AMSTERDAM — The European Union's drug regulator said Friday that COVID-19 vaccine documents stolen from its servers in a cyberattack have been not only leaked to the web, but "manipulated" by hackers. 

The European Medicines Agency said that an ongoing investigation into the cyberattack showed that hackers obtained emails and documents from November related to the evaluation of experimental coronavirus vaccines. The medicines agency, which regulates drugs and medicines across the 27-member EU, had troves of confidential COVID-19 data as part of its vaccine approval process. 

"Some of the correspondence has been manipulated by the perpetrators prior to publication in a way which could undermine trust in vaccines," the agency said. 

It said that given the devastating toll of the pandemic, there was an "urgent public health need to make vaccines available to EU citizens as soon as possible." The EMA insisted that despite that urgency, its decisions to recommend the green-lighting of vaccines were based "on the strength of the scientific evidence on a vaccine's safety, quality and efficacy, and nothing else."

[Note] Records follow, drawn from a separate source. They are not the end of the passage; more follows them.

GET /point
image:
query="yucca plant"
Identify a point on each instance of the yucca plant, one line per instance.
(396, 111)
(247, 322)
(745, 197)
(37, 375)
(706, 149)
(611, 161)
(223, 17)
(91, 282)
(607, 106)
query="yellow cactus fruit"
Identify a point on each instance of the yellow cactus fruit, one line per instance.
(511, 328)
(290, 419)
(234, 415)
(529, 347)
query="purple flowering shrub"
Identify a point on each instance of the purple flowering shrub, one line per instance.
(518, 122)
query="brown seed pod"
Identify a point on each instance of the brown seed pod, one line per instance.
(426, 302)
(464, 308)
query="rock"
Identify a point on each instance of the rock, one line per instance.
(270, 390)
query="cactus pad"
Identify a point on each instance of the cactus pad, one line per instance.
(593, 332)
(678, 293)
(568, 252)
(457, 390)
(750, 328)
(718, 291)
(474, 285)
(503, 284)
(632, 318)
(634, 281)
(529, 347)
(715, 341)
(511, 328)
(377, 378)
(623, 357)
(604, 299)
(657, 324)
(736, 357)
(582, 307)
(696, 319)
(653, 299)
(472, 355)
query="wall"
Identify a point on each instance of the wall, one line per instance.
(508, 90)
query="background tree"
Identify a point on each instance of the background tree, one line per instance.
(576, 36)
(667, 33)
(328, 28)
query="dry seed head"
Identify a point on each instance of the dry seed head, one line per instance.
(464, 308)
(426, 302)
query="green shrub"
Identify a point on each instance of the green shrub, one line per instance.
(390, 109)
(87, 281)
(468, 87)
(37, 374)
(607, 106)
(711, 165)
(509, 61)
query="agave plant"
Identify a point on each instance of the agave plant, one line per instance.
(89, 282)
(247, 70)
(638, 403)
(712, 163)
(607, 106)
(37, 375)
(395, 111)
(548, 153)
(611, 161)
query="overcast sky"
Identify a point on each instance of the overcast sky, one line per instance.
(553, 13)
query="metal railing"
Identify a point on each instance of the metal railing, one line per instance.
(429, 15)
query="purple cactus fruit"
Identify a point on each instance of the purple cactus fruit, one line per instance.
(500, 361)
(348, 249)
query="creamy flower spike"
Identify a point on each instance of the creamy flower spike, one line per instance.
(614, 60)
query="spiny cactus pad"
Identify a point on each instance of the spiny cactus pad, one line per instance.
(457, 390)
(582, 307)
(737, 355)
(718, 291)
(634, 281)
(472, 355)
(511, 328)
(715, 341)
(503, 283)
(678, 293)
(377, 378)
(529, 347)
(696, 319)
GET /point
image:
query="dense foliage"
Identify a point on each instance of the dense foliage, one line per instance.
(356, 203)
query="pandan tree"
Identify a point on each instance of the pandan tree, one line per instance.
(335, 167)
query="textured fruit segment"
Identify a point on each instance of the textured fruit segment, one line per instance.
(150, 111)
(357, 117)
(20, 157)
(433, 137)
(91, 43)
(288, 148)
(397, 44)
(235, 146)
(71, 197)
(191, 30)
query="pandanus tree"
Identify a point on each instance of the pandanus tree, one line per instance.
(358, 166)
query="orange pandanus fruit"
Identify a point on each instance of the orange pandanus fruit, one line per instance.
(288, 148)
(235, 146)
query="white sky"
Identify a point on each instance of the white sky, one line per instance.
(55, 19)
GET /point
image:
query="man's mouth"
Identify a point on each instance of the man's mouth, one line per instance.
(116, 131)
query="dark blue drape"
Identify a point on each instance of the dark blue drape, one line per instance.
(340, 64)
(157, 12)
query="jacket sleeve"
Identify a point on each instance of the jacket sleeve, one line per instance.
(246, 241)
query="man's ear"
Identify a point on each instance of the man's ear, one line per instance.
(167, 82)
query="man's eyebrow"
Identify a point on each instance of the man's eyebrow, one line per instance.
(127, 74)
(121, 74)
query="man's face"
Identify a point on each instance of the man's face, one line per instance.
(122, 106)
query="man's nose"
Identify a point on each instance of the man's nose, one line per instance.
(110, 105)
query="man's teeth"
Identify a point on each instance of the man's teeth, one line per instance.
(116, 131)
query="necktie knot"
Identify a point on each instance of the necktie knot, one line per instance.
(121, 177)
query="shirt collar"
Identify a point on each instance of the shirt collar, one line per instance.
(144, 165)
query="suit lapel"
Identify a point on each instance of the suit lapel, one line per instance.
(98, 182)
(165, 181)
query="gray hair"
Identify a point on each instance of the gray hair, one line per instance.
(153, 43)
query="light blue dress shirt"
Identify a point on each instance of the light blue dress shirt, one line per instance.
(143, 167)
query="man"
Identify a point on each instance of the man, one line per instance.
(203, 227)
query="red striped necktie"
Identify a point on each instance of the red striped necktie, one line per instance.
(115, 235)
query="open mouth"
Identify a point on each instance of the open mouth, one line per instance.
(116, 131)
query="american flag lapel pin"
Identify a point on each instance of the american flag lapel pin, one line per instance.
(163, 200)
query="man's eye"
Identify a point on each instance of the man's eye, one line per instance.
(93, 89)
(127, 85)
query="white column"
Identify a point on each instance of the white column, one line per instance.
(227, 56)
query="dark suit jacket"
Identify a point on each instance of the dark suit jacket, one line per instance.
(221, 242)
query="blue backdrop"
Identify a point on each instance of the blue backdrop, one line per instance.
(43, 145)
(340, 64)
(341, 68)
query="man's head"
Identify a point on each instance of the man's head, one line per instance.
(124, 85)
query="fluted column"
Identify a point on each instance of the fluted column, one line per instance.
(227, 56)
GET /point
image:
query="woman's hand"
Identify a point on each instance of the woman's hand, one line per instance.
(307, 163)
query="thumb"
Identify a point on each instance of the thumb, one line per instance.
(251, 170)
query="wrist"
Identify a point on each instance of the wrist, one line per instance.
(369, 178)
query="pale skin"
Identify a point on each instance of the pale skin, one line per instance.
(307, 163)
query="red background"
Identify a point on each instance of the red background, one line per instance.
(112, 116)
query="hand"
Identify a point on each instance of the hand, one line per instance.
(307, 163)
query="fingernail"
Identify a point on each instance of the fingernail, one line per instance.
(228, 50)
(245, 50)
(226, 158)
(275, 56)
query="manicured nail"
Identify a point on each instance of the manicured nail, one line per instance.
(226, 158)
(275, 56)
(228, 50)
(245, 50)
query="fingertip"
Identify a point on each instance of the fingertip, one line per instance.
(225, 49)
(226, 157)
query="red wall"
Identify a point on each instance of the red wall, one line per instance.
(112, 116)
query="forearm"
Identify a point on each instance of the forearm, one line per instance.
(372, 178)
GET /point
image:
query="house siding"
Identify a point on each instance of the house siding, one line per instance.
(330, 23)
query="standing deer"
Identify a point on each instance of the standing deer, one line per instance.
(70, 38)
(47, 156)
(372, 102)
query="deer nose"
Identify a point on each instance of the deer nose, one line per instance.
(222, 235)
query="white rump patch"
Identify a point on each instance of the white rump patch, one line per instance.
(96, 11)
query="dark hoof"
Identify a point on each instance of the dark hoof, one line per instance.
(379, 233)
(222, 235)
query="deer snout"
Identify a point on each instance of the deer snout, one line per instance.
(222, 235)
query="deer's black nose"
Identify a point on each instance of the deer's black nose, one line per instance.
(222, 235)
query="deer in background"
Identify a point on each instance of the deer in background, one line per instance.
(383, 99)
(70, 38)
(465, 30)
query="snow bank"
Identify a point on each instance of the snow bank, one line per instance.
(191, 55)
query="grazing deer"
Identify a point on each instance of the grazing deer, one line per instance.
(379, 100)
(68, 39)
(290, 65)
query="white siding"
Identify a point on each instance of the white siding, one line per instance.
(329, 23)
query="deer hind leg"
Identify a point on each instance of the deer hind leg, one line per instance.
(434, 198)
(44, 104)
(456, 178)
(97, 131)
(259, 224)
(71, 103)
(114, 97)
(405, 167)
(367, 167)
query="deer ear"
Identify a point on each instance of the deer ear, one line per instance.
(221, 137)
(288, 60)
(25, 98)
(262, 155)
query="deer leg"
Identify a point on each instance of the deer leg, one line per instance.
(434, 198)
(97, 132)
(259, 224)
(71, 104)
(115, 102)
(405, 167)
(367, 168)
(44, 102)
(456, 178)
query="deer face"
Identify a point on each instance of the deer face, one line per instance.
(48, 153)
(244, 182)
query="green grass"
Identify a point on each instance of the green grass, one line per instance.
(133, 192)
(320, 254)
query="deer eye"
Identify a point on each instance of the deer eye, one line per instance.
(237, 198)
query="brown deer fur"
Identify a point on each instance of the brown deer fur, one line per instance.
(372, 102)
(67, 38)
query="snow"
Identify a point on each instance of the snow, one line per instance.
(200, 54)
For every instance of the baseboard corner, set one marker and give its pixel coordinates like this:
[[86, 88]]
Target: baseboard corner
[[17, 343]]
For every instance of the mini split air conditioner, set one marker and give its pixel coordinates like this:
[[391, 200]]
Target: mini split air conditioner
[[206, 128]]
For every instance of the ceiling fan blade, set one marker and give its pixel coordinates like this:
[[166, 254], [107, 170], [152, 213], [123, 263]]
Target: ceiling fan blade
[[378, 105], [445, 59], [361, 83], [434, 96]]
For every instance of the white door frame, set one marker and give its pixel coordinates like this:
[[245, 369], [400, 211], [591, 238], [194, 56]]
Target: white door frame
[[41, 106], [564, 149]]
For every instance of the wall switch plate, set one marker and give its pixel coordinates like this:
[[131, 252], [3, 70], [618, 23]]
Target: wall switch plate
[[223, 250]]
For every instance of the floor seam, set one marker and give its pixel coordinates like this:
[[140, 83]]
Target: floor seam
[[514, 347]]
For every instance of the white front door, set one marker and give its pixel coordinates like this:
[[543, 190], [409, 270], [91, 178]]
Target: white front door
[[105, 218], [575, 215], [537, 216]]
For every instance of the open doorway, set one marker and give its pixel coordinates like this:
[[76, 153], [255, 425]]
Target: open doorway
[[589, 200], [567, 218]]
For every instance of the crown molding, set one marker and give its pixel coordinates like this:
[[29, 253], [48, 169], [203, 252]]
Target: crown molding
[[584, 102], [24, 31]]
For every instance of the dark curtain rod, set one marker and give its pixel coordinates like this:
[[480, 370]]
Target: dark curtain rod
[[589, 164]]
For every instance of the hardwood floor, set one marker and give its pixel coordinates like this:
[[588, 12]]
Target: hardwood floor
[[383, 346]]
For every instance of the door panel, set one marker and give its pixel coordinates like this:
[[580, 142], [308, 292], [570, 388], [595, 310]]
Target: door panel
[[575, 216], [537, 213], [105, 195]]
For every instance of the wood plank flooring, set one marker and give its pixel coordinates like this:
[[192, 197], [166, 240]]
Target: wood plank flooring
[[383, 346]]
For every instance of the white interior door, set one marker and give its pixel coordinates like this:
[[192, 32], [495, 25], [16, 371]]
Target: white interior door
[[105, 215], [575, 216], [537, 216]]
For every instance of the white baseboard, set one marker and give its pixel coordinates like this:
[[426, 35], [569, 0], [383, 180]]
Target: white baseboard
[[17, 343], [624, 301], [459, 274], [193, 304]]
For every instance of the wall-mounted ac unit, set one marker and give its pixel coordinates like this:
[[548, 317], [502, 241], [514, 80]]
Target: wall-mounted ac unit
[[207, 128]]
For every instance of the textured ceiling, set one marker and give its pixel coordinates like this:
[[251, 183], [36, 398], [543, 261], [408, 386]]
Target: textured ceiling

The agency, which is based in Amsterdam, came under heavy criticism from Germany and other EU member countries in December for not approving vaccines against the virus more quickly. The EMA issued its first recommendation for the Pfizer and BioNTech vaccine weeks after the shot received approval in Britain, the United States, Canada and elsewhere. 

The European Medicines Agency recommended a second vaccine, made by Moderna, for use earlier this month. A third shot made by AstraZeneca and Oxford is currently under consideration by the agency. 

The EMA said law enforcement authorities are taking "necessary action" in response to the cyberattack.